2. Uma degradação final de, pelo menos, 90 % em relação à degradação do material de referência num prazo de 24 meses, acrescido do período de funcionalidade indicado no rótulo do produto.
Aspetos económicos
Para avaliar a relação custo-eficácia da utilização de filmes biodegradáveis no solo, é necessário ter em conta vários aspe tos para efetuar uma análise completa dos custos de cultivo, nomeadamente:
- É necessário menos material por hectare do que para os plásticos convencionais, de facto os materiais biodegradáveis têm em média 15 milímetros.
- Não existem custos de gestão do material em fim de vida, ou seja, custos de remoção e transferência para uma empresa especializada na gestão de resíduos de plástico.
- A aplicação do filme de cobertura vegetal biodegradável no solo é uma das medidas ambientalmente aceitáveis. Além disso, os filmes de cobertura biodegradáveis foram incluídos na PAC (Política Agrícola Comum) desde 2008 em vários Estados-Membros da UE.
As OCM (Organizações Comuns de Mercado) das frutas e produtos hortícolas de Itália, Espanha e Portugal incluíram os filmes de cobertura vegetal biodegradáveis entre as medidas ambientais elegíveis, com uma ajuda à compra (521 euros/ha a incluir a 50% nos programas operacionais).

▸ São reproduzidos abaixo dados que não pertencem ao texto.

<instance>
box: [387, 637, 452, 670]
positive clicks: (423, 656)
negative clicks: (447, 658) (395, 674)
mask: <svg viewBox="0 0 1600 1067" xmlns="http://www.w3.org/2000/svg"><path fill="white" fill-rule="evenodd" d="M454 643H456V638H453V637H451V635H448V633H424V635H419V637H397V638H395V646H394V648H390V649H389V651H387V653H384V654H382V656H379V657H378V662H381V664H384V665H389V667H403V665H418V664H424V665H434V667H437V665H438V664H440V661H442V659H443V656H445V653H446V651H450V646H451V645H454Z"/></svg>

O filme de cobertura biodegradável no solo é já uma solução para os agricultores que pretendem conciliar a produção com a redução de eventuais plásticos permanentes no solo e a poupança de água (água de rega e pesticidas).
Graças à investigação e à inovação tecnológica da Novamont, o filme de cobertura biodegradável é agora mais acessível para uma vasta gama de ambientes agrícolas, ou seja, mesmo para algumas culturas que não são tradicionalmente objeto de filme de cobertura.